[290] These areas were carefully mapped for the Survey by Mr. Nolan, and the lines of division marked by him fairly represent the general distribution of the rocks.
The rocks in each of these three areas are similar. One of their distinguishing features is the intercalation among them of a fossiliferous limestone and calcareous fossiliferous tuffs, which contain well-preserved species of organisms characteristic of the Bala division of the Lower Silurian rocks.[291] There cannot be any question that these organisms were living at the time the strata in which their remains occur are found. The most delicate parts of the sculpture on Illænus Bowmanni and Orthis elegantula are well preserved. Nor have the limestones been pushed into their present places by volcanic agency, or by faults in the terrestrial crust. They are not only regularly intercalated among the volcanic rocks, but the limestone in some places abounds in volcanic dust, while above it come calcareous tuffs, also containing the same fossils. It is thus clearly established that the volcanic series now to be described has its geological age definitely fixed as that of the Bala period.
[291] See the list of fossils as determined by Mr. Baily in Explanatory Memoir to accompany Sheets 73, 74, 83 and 84 of the Geological Survey of Ireland, p. 68 (1876).
The lavas of the Lough Mask region consist of felsites and andesites with rocks of probably more basic composition. The felsites are generally quartziferous porphyries, which occupy a considerable space in each of the three districts. To what extent they are intrusive rather than interstratified remains for investigation. Some of them have undoubtedly invaded other members of the volcanic series. But, on the other hand, fragments of similar quartz-porphyries and felsites abound in the intercalated bands of volcanic breccia.
The andesites and more basic lavas are finely-crystalline or compact, dull-green to chocolate-purple rocks, often resembling the "porphyrites" of the Old Red Sandstone. Some of them are strongly vesicular, the cavities being filled with calcite on fresh fracture, though empty on weathered surfaces. The sack-like or pillow structure, already referred to as characteristic of many Lower Silurian lavas, appears conspicuously among some of these rocks.
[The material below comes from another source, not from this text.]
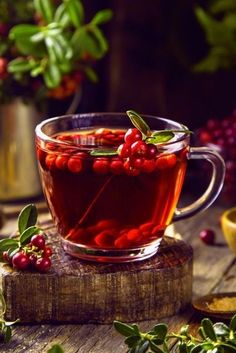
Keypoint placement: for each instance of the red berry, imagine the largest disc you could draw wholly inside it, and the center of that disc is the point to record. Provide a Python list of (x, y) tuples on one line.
[(151, 151), (132, 135), (61, 161), (139, 148), (50, 161), (117, 167), (101, 166), (47, 251), (75, 164), (207, 236), (148, 166), (38, 240), (20, 261), (43, 264), (124, 150)]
At Bohaun, nine miles south from Westport, where a prolongation of the volcanic series rises to the surface from under the overlying coarse conglomerates, I observed that, owing to the compression which the rocks have there undergone, the pillow-shaped blocks have been squeezed together into rudely polygonal forms, while their vesicles have been greatly drawn out in the direction of tension. Where the rocks have been still more sheared, the distinct pillow-shaped blocks with their vesicular structure disappear, while the more fine-grained crusts that surround them have been broken up and appear as fragments involved in a matrix of green schist.
Intercalated with the lavas are numerous bands of volcanic breccia and fine tuff. The stones in these breccias consist chiefly of various felsites with andesites and more basic lavas. But pieces of jasper, chert, shale and grit are not infrequent. In some places abundant blocks of black shale are to be noticed, probably derived from the Llandeilo group which exists below, and which has here and there been ridged up to the surface in the midst of the volcanic rocks.[292] Near Shangort I noticed in one of these breccias one block measuring 12 feet, another 20 feet in length and 3 or 4 feet thick, composed of alternating bands of grit and slate. It is interesting to note that these strata had already undergone cleavage before disruption, the bands of slate being strongly cleaved obliquely to the bedding. None of the Llandeilo or other rocks in the neighbourhood display this structure. The blocks seem to have been derived from some deeper group of strata. They are laid down parallel with the rude bedding of the breccia in which they lie.
[292] In re-examining this region, Mr. Kilroe has found in the stream west of the monastery, Tourmakeady, an uprise of graptolitic black shale containing forms belonging to the very lowest Llandeilo or Upper Arenig strata, and a similar band above Leenane, Killary Harbour.
The fine tuffs and thin ashy limestones associated with the thicker band of limestone show the renewal of volcanic explosions after the interval marked by the calcareous deposit which is sometimes 20 or 40 feet thick. In many places this limestone is brecciated and much mingled with volcanic dust and lapilli. At Shangort, for example, the thick tolerably pure limestone is truncated on the west and north sides by a coarse agglomerate probably filling a volcanic vent. A few hundred yards further north, beyond the interrupting agglomerate, the limestone reappears on the same line of strike, but is then found to be nodular and brecciated and much mingled with volcanic detritus. It lies among ashy grits and tuffs.
Fig. 64.—Diagram of the general relations of the different groups of rock in the Lower Silurian volcanic district along the western shore of Lough Mask.
a, Llandeilo shales, cherts and grits; b, Volcanic breccias; c, Felsites and andesites; d, Tuffs and ashy grits and shales; e, Limestone with Bala fossils; f, Calcareous tuffs and thin bands of ashy limestone with fossils; g, Coarse conglomerate and grits; h, Wenlock strata resting unconformably on the Bala rocks and passing southwards from these to overlie an older series of schists; *, Fault.